Issue (i): Whether a director who resigned before expiry of the prescribed period for realisation of export proceeds could still be proceeded against for contravention under the Foreign Exchange Regulation Act, 1973.
Analysis: Liability under the Act depended on whether the person was in charge of and responsible for the conduct of the company's business at the time of the contravention. The statutory scheme of Section 18 treated the prescribed period for repatriation as the outer limit and created a rebuttable presumption of contravention once that period expired without payment. The Court found that the petitioner remained a director during the export period and until a date within the prescribed period, and the complaint contained specific averments regarding his role in the company's affairs. On that basis, his subsequent resignation did not by itself negate liability at the threshold.
Conclusion: The petitioner was not shown to be of the statutory sweep at the threshold, and the proceeding against him was maintainable.
Issue (ii): Whether the complaint disclosed sufficient prima facie material to justify refusal of quashing under Section 482 of the Code of Criminal Procedure, 1973.
Analysis: The Court applied the settled principle that quashing is not warranted where the complaint contains the basic averments required to fasten vicarious liability and the materials disclose a prima facie offence. It held that the allegations were not absurd or inherently improbable, and the petition did not furnish material sufficient to rebut the statutory presumption or displace the complaint at the initial stage. The Court therefore found no ground to exercise inherent jurisdiction to interdict the prosecution.

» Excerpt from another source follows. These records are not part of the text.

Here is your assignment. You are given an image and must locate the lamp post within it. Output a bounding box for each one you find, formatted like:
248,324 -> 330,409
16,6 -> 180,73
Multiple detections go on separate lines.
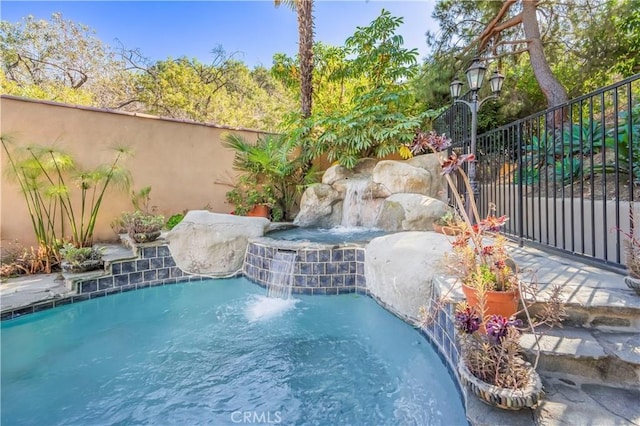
449,58 -> 504,218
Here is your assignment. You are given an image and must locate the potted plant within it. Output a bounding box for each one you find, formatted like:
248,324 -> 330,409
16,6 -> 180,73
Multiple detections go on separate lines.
60,243 -> 103,274
226,175 -> 276,218
411,132 -> 564,409
119,210 -> 164,243
455,302 -> 544,410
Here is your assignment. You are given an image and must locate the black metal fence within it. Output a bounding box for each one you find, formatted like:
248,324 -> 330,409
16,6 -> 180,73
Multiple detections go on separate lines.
434,74 -> 640,267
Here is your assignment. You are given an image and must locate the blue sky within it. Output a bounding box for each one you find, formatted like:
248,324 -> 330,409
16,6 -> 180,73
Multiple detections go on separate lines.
0,0 -> 437,67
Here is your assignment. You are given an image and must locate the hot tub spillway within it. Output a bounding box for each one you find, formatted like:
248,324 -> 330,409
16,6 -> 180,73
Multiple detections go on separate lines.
267,250 -> 297,299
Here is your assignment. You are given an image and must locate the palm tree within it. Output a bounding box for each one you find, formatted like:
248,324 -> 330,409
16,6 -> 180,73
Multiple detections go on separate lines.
274,0 -> 313,118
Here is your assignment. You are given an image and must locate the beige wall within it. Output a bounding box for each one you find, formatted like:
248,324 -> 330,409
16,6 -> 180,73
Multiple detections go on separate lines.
0,95 -> 259,245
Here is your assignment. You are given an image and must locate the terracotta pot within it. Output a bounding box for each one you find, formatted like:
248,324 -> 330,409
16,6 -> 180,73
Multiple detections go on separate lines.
247,204 -> 270,218
462,284 -> 519,318
433,222 -> 462,236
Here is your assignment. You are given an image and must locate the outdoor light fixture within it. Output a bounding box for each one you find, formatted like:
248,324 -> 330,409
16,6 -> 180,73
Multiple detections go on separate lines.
449,58 -> 504,218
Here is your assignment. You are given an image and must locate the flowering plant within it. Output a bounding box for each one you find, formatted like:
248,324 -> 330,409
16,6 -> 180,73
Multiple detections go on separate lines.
455,302 -> 531,389
406,131 -> 518,291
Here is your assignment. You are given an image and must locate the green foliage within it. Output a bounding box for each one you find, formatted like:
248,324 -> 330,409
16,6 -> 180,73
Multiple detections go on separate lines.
0,136 -> 130,253
119,210 -> 164,235
165,213 -> 184,231
60,244 -> 102,266
224,133 -> 305,219
288,10 -> 436,168
226,175 -> 276,216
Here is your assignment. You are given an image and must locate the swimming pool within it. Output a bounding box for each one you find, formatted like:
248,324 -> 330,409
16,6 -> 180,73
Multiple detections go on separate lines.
1,278 -> 467,425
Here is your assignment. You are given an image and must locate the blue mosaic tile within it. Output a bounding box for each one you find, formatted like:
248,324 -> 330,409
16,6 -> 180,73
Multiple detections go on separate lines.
111,263 -> 122,275
89,290 -> 107,299
98,277 -> 113,290
13,306 -> 34,318
121,260 -> 136,274
120,284 -> 136,293
318,250 -> 331,262
129,272 -> 142,284
80,280 -> 98,293
136,259 -> 149,271
307,275 -> 320,287
55,297 -> 73,306
331,249 -> 344,262
156,268 -> 171,280
307,250 -> 320,262
326,263 -> 340,275
33,301 -> 55,312
142,247 -> 158,259
149,257 -> 164,269
344,249 -> 356,262
105,287 -> 122,296
71,293 -> 91,303
142,269 -> 158,281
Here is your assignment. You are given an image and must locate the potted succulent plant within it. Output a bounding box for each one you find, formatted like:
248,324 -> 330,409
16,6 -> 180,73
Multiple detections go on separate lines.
409,132 -> 564,409
455,302 -> 544,410
60,243 -> 103,273
226,175 -> 276,218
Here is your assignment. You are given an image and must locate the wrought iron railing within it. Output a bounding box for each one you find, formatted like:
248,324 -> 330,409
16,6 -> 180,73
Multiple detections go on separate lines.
434,74 -> 640,268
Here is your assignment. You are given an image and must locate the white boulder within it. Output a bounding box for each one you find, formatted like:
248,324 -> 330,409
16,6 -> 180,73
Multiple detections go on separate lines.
364,232 -> 450,321
166,210 -> 269,276
375,194 -> 451,232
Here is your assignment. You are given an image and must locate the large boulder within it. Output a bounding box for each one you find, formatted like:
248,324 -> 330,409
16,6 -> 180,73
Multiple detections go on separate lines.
364,232 -> 450,321
167,210 -> 269,276
322,158 -> 378,185
375,194 -> 451,232
293,183 -> 342,228
371,160 -> 432,195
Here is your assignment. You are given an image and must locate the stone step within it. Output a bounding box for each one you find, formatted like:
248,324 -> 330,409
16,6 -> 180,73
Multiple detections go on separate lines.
521,327 -> 640,389
522,297 -> 640,333
536,375 -> 640,426
530,278 -> 640,332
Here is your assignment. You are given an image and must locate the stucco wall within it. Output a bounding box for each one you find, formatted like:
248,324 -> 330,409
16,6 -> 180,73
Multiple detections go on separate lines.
0,95 -> 259,245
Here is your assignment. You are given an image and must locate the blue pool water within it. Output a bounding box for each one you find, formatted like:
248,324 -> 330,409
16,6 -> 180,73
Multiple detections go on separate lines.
1,278 -> 466,425
265,226 -> 388,244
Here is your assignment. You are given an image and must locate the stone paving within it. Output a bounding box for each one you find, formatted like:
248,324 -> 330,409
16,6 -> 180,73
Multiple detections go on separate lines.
0,238 -> 640,426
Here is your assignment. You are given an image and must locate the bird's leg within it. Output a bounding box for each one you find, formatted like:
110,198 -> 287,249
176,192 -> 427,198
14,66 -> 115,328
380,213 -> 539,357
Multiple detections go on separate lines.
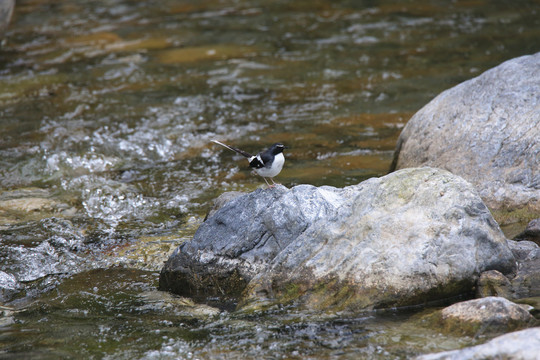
261,176 -> 275,189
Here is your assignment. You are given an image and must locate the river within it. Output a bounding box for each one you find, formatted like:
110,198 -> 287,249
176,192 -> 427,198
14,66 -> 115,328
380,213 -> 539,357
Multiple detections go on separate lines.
0,0 -> 540,359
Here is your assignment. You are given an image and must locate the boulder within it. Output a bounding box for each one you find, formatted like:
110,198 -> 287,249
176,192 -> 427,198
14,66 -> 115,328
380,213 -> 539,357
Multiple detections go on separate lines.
159,168 -> 515,310
476,240 -> 540,299
441,296 -> 536,336
416,327 -> 540,360
509,241 -> 540,299
515,218 -> 540,244
391,53 -> 540,219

Conclusion: Quashing was declined and the revision was not maintainable on merits.
Final Conclusion: The criminal revision failed because the complaint disclosed a prima facie case and the petitioner's resignation did not defeat liability at the threshold under the foreign exchange law.
Ratio Decidendi: For offences by a company under the Foreign Exchange Regulation Act, 1973, a director may be proceeded against where the complaint specifically alleges that he was in charge of and responsible for the company's business at the relevant time, and the High Court should not quash the proceedings under its inherent jurisdiction when such allegations disclose a prima facie case.